Now we are looking for the answer to the question “What is the probability that values ​​are less than or equal ”. The calculations or estimates give the following results: ${\ displaystyle \ mu -3 \ sigma = 3}$

• Binomial distribution
${\ displaystyle P (0 \ leq X \ leq 3) = \ sum _ {k = 0} ^ {3} {\ binom {48} {k}} \ cdot {\ bigg (} {\ frac {1} { 4}} {\ bigg)} ^ {k} \ cdot {\ bigg (} {\ frac {3} {4}} {\ bigg)} ^ {48-k} \ approx 0 {,} 004}$
The approximate value was taken from the adjacent plot.

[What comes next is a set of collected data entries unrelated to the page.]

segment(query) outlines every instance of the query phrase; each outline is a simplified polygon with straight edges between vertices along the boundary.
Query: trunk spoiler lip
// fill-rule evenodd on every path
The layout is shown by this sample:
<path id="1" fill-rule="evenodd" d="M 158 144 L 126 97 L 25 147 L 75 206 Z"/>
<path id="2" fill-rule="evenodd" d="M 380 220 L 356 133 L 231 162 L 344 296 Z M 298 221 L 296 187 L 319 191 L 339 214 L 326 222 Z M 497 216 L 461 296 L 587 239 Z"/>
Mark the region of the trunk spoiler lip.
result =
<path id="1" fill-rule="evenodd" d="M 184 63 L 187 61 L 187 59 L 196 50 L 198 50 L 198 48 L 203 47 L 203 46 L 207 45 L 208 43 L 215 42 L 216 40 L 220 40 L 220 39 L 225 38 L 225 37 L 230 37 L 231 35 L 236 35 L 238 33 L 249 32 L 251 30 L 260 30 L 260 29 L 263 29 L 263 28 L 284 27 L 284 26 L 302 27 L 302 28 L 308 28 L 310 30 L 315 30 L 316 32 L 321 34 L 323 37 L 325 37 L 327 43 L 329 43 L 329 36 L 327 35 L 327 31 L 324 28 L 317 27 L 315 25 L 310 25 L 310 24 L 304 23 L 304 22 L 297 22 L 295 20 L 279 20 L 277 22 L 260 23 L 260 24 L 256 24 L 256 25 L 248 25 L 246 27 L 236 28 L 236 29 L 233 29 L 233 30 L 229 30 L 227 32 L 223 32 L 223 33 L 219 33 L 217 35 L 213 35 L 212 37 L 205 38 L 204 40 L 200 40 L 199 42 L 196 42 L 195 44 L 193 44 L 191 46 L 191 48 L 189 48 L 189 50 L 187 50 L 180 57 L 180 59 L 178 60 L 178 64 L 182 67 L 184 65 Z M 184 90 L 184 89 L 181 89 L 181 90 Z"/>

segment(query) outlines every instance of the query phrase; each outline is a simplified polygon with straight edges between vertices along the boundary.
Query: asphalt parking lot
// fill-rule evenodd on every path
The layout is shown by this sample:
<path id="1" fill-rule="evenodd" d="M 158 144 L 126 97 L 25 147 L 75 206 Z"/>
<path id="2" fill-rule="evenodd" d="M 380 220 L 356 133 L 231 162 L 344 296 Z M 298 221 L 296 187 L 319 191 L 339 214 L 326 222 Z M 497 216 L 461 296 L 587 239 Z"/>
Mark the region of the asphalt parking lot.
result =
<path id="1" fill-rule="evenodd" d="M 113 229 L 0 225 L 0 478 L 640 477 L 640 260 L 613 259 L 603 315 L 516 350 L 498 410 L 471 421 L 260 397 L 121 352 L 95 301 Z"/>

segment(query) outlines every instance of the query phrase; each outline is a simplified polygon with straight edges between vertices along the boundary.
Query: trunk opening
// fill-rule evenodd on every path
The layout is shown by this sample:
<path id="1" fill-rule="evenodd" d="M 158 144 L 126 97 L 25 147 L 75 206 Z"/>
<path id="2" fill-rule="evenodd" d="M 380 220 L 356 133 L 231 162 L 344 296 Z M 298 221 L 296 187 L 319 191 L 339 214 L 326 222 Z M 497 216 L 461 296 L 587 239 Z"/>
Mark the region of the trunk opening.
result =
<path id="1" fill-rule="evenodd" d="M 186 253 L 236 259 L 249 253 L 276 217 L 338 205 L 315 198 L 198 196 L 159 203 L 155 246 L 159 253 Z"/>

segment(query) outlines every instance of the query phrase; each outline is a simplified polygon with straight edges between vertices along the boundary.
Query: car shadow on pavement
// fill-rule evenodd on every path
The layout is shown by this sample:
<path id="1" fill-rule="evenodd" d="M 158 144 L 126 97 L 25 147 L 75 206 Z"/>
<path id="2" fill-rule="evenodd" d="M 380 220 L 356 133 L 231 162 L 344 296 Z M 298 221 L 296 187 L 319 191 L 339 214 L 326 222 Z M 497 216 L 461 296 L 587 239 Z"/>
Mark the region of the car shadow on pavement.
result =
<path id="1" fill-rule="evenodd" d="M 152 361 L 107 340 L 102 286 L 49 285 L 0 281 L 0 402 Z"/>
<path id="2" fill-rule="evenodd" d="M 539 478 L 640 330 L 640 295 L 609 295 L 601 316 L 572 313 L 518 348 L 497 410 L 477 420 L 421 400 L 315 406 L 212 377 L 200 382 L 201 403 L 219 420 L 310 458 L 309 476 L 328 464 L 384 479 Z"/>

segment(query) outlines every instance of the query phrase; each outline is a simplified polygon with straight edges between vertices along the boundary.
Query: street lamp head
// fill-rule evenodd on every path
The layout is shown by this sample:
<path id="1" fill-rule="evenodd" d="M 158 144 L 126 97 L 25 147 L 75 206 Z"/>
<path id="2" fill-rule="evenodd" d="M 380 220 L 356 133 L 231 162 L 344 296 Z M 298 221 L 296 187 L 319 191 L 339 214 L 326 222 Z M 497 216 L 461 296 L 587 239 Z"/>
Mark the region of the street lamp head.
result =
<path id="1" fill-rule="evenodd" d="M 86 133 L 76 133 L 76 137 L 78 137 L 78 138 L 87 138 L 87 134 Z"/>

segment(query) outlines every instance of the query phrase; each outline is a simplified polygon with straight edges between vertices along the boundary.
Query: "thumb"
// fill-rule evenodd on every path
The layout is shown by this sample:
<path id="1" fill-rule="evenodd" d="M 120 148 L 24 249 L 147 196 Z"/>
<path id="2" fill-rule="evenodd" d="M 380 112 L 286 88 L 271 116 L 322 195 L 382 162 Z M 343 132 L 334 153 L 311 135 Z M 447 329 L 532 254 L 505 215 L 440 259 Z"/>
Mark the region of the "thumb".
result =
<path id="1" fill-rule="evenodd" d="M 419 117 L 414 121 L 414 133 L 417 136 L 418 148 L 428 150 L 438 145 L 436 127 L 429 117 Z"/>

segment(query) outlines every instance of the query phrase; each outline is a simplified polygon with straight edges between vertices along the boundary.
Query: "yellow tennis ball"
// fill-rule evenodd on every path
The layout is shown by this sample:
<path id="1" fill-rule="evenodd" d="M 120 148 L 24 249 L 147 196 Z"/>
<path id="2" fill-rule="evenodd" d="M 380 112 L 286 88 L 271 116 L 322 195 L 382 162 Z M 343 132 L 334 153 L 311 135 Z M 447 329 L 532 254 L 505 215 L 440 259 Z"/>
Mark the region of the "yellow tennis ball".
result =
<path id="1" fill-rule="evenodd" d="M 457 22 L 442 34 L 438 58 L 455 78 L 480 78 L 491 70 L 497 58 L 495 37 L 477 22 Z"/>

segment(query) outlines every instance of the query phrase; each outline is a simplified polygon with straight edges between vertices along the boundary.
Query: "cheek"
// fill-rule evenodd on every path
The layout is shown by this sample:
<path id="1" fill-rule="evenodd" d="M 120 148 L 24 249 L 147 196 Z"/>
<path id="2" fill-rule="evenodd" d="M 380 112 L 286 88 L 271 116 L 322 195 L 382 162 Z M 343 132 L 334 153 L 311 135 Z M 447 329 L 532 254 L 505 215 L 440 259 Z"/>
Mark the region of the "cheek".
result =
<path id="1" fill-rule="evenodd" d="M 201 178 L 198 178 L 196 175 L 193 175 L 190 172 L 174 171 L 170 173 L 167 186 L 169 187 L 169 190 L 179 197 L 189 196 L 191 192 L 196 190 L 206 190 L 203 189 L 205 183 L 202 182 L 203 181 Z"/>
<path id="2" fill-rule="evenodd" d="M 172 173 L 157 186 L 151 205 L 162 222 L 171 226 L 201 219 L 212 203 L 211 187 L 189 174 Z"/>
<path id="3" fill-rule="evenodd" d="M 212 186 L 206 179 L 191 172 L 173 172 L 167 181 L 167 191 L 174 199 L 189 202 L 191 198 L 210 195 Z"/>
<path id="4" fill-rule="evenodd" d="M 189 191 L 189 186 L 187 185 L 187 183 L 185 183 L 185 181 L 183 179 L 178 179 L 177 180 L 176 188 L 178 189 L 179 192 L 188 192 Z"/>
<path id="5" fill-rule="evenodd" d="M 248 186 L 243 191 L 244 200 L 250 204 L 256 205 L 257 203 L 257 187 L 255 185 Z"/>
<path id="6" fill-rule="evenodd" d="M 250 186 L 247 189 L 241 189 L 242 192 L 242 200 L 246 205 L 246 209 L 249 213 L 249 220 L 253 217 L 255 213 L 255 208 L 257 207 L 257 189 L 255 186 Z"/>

• Normal distribution with continuity correction
{\ displaystyle {\ begin {aligned} P (0 \ leq X \ leq 3) & \ approx \ Phi \ left ({\ tfrac {3 + 0 {,} 5-12} {3}} \ right) - \ Phi \ left ({\ tfrac {0-0 {,} 5-12} {3}} \ right) = \ Phi \ left (-2 {,} 83 \ right) - \ Phi \ left (-4 {, } 17 \ right) \\ & = 1- \ Phi \ left (2 {,} 83 \ right) -1+ \ Phi \ left (4 {,} 17 \ right) \ approx -0 {,} 99767 + 1 = 0 {,} 00233 \ end {aligned}}}
With this calculation it should be noted that for reasons of symmetry applies and is for .${\ displaystyle \ Phi (-x) = 1- \ Phi (x)}$${\ displaystyle \ Phi (x) \ approx 1}$${\ displaystyle x> 4 {,} 09}$
• Normal distribution without continuity correction
{\ displaystyle {\ begin {aligned} P (0 \ leq X \ leq 3) & \ approx \ Phi \ left ({\ tfrac {3-12} {3}} \ right) - \ Phi \ left ({\ tfrac {0-12} {3}} \ right) = \ Phi \ left (-3 \ right) - \ Phi \ left (-4 \ right) \\ & = 1- \ Phi \ left (3 \ right) -1+ \ Phi \ left (4 \ right) = - 0 {,} 99865 + 0 {,} 99997 = 0 {,} 00132 \ end {aligned}}}

Overall, it can be deduced from the values ​​of the "calculations" that with the help of the continuity correction a better correspondence with the value of the binomial distribution is achieved.